I'm trying to find the frequency of strings from the field "Select Investors" on this website https://www.cbinsights.com/research-unicorn-companies

Is there a way to pull out the frequency of each of the comma separated strings?

For example, how frequent does the term "Sequoia Capital China" show up?


Solution

  • The solution provided by @Mazhar checks whether a certain term is a substring of a string delimited by commas.

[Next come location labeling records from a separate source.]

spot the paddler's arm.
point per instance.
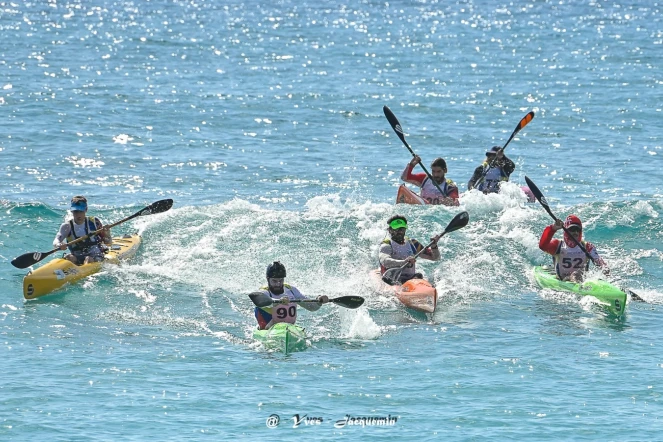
(598, 261)
(311, 305)
(413, 178)
(452, 199)
(387, 261)
(508, 166)
(432, 253)
(475, 176)
(105, 235)
(547, 243)
(63, 233)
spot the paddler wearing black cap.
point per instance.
(568, 257)
(89, 250)
(495, 169)
(399, 250)
(282, 310)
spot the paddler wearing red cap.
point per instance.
(569, 259)
(89, 250)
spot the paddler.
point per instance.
(89, 250)
(569, 259)
(282, 310)
(495, 169)
(429, 190)
(398, 250)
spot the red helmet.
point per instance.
(572, 220)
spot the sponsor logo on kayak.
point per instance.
(274, 420)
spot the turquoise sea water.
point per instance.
(264, 123)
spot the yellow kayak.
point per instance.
(59, 272)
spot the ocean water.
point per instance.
(263, 121)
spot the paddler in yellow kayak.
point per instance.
(283, 310)
(399, 250)
(93, 248)
(569, 259)
(430, 191)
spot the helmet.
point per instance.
(572, 220)
(276, 270)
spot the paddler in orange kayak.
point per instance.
(399, 250)
(89, 250)
(282, 310)
(495, 169)
(429, 190)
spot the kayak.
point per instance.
(283, 337)
(59, 272)
(415, 294)
(606, 293)
(407, 196)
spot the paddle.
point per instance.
(458, 222)
(523, 122)
(399, 131)
(262, 300)
(28, 259)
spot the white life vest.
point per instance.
(402, 251)
(491, 180)
(569, 260)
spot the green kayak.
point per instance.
(282, 337)
(605, 292)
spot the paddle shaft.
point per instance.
(399, 131)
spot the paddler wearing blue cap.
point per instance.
(89, 250)
(398, 251)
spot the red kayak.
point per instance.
(417, 294)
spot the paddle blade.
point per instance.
(27, 259)
(394, 123)
(260, 299)
(458, 222)
(158, 207)
(348, 301)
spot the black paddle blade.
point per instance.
(260, 299)
(458, 222)
(158, 207)
(348, 301)
(394, 123)
(27, 259)
(524, 122)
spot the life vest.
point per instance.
(492, 176)
(569, 260)
(268, 316)
(86, 244)
(401, 251)
(430, 192)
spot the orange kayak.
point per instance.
(416, 294)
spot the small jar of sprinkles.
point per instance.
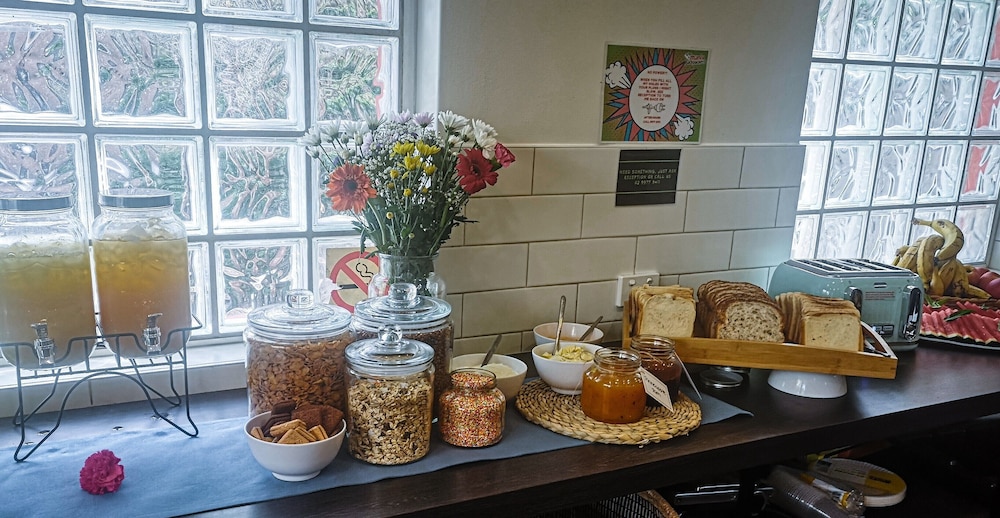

As a consequence, the number of occurrences of 'Sequoia Capital' returned by this approach is the sum of the occurrences of all the strings that contain 'Sequoia Capital', namely 'Sequoia Capital', 'Sequoia Capital China', 'Sequoia Capital India', 'Sequoia Capital Israel' and 'and Sequoia Capital China'. The following code avoids that issue:

    import pandas as pd
    from collections import defaultdict
    
    url = "https://www.cbinsights.com/research-unicorn-companies"
    df = pd.read_html(url)[0]
    
    freqs = defaultdict(int)
    for group in df['Select Investors']:
        if hasattr(group, 'lower'):
            for raw_investor in group.lower().split(','):
                investor = raw_investor.strip()
                # Ignore empty strings produced by wrong data like this:
                # 'B Capital Group,, GE Ventures, McKesson Ventures'
                if investor:
                    freqs[investor] += 1
    

    Demo

    In [57]: freqs['sequoia capital']
    Out[57]: 41
    
    In [58]: freqs['sequoia capital china']
    Out[58]: 46
    
    In [59]: freqs['sequoia capital india']
    Out[59]: 25
    
    In [60]: freqs['sequoia capital israel']
    Out[60]: 2
    
    In [61]: freqs['and sequoia capital china']
    Out[61]: 1
    

    The sum of occurrences is 115, which coincides with the frequency returned for 'sequoia capital' by the currently accepted solution.